Iconic building? Seaside location? Regeneration? Does this sound familiar? When Frank Gehry’s Guggenheim Museum rose by the waterside in the previously unheralded Spanish port of Bilbao in the late 1990s it marked a turning point. The influx of cultural visitors has driven the transformation of the ugly duckling of the Basque coast into a cultural destination which no longer has to cast envious glances at neighbouring San Sebastian except in the matter of gastronomy.

For the Basque coast read the south coast. The East Beach Café is just one of the new architectural wonders giving this stretch of the Channel a 21st-century architectural makeover, and Gehry is part of the game here too.

A few miles east along the coast from Heatherwick’s rusted masterpiece in Littlehampton, the veteran Canadian architect (now 78) is bringing his distinctive style to Hove. Like Bilbao, Hove has always lived in the shadow of its more glamorous conjoined neighbour Brighton, in spite of its claims to be an altogether classier place; as the old joke goes, confuse the two and Hove folk will quickly supply the terse correction: ‘Hove, actually.’ When plans were first announced for Gehry’s project — a pair of bold crinkle-cut seafront towers flanking a gaudily coloured sports centre — they immediately sparked a vociferous campaign from locals who felt the buildings were out of keeping with the surroundings.

Gehry, on the other hand, claims his design is actually a direct homage to the location and its history. ‘A particular image of an Edwardian woman captured my imagina tion,’ he says, referring to a photograph spotted on a fact-finding trip. ‘The movement of the dress as she promenaded along the seafront provided the inspiration for the historical references and sculptured forms in the design.’ So, the creases of a billowing Edwardian dress scaled up to 80 metres high. Nice.

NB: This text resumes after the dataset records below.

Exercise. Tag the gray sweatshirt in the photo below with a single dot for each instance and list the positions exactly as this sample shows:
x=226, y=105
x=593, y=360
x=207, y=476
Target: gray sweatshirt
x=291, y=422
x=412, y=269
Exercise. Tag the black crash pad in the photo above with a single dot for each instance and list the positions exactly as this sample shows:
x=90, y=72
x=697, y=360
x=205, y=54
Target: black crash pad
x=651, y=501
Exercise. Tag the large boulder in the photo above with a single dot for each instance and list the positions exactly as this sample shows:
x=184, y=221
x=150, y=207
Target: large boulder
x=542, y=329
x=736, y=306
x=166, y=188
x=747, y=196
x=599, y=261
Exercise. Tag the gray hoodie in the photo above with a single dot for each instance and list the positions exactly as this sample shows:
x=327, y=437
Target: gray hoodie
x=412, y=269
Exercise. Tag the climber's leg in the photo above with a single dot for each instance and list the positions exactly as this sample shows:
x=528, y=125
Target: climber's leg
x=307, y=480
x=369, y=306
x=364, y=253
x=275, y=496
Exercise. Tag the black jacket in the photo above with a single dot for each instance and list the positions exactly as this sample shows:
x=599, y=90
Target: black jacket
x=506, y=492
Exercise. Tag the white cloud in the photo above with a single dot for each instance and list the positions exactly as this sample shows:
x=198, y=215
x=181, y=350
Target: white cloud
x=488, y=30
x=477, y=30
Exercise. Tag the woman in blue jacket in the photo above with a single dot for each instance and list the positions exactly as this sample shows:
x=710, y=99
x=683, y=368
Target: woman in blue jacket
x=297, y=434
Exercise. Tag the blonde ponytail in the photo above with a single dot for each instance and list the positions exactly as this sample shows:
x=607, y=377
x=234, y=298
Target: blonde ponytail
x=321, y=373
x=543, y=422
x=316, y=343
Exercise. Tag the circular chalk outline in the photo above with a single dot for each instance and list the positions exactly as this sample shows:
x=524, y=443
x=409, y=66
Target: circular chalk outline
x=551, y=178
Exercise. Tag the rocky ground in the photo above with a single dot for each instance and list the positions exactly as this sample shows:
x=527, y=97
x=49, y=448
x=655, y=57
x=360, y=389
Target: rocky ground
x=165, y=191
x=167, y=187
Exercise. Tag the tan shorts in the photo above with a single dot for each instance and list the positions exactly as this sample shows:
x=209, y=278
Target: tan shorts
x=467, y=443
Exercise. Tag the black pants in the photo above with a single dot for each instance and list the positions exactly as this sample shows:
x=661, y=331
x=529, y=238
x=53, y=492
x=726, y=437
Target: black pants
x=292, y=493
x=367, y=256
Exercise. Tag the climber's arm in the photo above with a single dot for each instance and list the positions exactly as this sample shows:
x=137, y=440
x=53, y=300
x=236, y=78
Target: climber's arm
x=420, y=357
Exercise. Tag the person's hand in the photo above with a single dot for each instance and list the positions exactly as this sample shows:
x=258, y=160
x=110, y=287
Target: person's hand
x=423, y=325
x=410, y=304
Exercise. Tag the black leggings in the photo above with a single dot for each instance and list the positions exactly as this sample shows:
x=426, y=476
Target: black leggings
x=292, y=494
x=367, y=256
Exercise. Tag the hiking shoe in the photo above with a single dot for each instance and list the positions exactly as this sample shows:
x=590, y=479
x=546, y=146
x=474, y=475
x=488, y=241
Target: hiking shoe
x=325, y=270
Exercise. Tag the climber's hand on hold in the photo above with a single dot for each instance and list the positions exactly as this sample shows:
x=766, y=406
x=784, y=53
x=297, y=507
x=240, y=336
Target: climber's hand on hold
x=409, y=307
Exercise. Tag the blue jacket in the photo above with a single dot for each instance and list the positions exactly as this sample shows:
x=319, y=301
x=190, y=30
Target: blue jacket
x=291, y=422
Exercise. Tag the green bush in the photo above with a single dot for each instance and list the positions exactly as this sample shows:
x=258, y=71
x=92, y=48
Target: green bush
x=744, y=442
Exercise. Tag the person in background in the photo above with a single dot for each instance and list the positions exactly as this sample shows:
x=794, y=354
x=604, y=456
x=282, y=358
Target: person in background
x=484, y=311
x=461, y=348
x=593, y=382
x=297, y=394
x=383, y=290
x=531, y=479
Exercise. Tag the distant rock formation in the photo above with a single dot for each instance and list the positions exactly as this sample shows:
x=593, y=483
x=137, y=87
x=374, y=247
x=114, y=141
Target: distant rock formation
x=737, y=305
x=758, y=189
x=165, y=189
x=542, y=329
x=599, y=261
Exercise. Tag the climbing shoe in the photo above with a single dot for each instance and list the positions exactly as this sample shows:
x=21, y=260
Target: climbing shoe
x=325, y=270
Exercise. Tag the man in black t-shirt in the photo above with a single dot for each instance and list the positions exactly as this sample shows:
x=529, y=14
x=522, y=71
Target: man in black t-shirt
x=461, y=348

While the Nimbys raged, polls showed 80 per cent of locals were happy to see a project that will give Britain its first — and given his age, perhaps last — major Gehry building. It could also be seen as sticking a towering two fingers up at Brighton, as if to say, ‘Look how cool we are now.’ Hove’s neighbour, however, has its own new baby waiting in the wings. Like Gehry’s project, the i360 has come through a lengthy battle before finally getting the green light in March. Designed by David Marks and Julia Barfield, the i360 is — like their renowned London Eye — an observation platform, though one that is higher than and quite different from its cousin in the capital.

Spearing into the Brighton sky to twice the height of the city’s current tallest building, the i360 has been dubbed a ‘vertical pier’. And with views stretching up to 25 miles, you could call this a visionary creation in every sense. ‘A conservative estimate is that 500,000 people will come to the i360 every year,’ said Rachel Clark, general manager of the West Pier Trust, the organisation behind the project.

The setting of the i360 at the shore end of the derelict West Pier provides a sharply modern counterpoint to the twisted iron remnants of the old Victorian pier destroyed by fire in 2003. Happily, the new building will help fund work on its 1860s companion more a matter of removing tangled ruins on the beach itself than of tampering with the beautifully ravaged metal island just offshore. What the thousands of starlings who perform acrobatic manoeuvres around the old pier each dusk will make of the i360, mind you, is anyone’s guess.

Further west, another observation tower can take credit for kickstarting the current south coast architectural flourish. When the Spinnaker was completed on the Portsmouth dockside in late 2005, the BBC immediately plastered it over their regional TV credits as the area’s most striking symbol. Standing 170 metres high — three times the height of Nelson’s Column — the white metal structure curves beautifully above the city’s historic dockyard like a billowing sail on Nelson’s HMS Victory below: a perfect platform for naval-gazing, in other words.

Back in Brighton, you wonder what the rakish Prince Regent, later George IV, would have made of it all. As someone who in the 1820s was happy to let John Nash mix liberal dashes of Indian and Oriental exoticism with Regency opulence in the marvellously eccentric Royal Pavilion, he’d probably wonder why anyone would make a fuss. Cup of tea in Littlehampton, anyone?